The Near and Future Church

When I was about 19 years of age,  I went to a youth conference on the future of the church. This was an important topic for me. I had accepted the call to ministry, been licensed to preach by our district and was headed toward seminary and ordination. The speaker was a nationally known church leader and writer,  Dr. Jamison Jones. His footprint on the world church has been significant. One of his sons is now a bishop. Another is the Dean of Duke Divinity School and his grandson is a missionary and a future pastor. Dr. Jones' prophesies about the church shaped an entire generation including myself. He predicted that the church would shrink to about 25% of the culture and I can see that occurring. Our attendance figures may hover around 40% but real followers is closer to his 25%. He told us that small groups would dominate church life and be the place where real growth in faith occurs. He was right on. He predicted that the youth would lead the way calling for a church centered in action and radical living. That is so true.  Today's youth choose a church that is authentic, engages the culture and makes a difference. And they serve with their hands and feet. Just like my church's youth group - we have 54 on a mission trip this week serving among the very poor in the Bahamas.

Dr. Jones predicted that for awhile megachurches would thrive and people would flock to stadium-like worship services. Then they would flock back to more intimate worship settings. We are seeing this everywhere. Growing churches in the next century will offer multiple services that are more intimate in size, that cater to particular styles and offer both ancient and contemporary forms of Biblical worship: gathering with other believers, singing that is simple and powerful, teaching the word, testimonies, litanies of what we commonly believe and taking an offering for the poor and the ministries of the church.

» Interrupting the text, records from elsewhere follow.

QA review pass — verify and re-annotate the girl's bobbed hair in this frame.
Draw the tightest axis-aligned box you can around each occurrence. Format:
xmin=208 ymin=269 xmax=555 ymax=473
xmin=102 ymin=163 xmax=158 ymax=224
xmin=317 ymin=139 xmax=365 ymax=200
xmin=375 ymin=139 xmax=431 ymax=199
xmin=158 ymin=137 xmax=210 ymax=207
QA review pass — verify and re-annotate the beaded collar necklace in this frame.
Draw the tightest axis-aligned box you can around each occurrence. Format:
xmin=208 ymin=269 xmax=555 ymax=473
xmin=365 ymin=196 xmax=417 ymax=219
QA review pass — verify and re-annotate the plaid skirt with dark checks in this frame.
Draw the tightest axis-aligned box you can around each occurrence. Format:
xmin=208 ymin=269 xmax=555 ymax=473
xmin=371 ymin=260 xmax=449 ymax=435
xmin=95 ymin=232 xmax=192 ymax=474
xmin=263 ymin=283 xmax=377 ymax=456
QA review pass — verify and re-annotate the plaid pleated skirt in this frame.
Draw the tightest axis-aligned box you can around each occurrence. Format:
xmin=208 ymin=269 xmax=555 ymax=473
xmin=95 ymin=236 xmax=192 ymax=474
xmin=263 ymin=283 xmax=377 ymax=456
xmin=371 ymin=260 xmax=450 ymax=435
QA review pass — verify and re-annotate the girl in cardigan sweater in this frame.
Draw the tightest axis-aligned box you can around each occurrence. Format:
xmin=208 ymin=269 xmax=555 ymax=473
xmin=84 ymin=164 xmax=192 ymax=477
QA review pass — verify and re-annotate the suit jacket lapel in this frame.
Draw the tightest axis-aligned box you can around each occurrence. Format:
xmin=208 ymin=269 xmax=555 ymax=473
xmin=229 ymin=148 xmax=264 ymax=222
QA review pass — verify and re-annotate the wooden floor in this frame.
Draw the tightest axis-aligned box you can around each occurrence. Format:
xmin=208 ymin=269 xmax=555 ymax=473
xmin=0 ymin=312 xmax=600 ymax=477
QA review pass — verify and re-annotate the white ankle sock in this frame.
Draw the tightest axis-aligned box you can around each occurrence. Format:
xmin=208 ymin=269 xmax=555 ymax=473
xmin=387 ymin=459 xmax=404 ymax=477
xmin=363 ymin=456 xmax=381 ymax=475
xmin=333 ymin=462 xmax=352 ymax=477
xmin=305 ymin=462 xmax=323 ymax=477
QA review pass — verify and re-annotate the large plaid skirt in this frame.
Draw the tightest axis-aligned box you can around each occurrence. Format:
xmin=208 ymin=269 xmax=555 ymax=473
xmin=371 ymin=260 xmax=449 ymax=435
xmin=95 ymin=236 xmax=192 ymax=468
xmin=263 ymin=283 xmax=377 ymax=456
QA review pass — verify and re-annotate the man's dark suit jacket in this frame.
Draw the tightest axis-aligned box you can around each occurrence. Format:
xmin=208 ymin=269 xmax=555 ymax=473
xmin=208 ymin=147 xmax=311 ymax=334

Dr. Jones also predicted that churches would unashamedly state the expectations of being a follower, a member of the body of Christ. This would include daily prayer, weekly worship, small group study and fellowship, a place of service based on one's spiritual gifts and tithing as the minimum, New Testament standard for all the baptised. And he said that churches that practiced these things would see steady growth and deep commitment. It would not be popular yet it would attract those who were serious and wanted real faith.

Oh, I love it when the faithful prophets are proven true!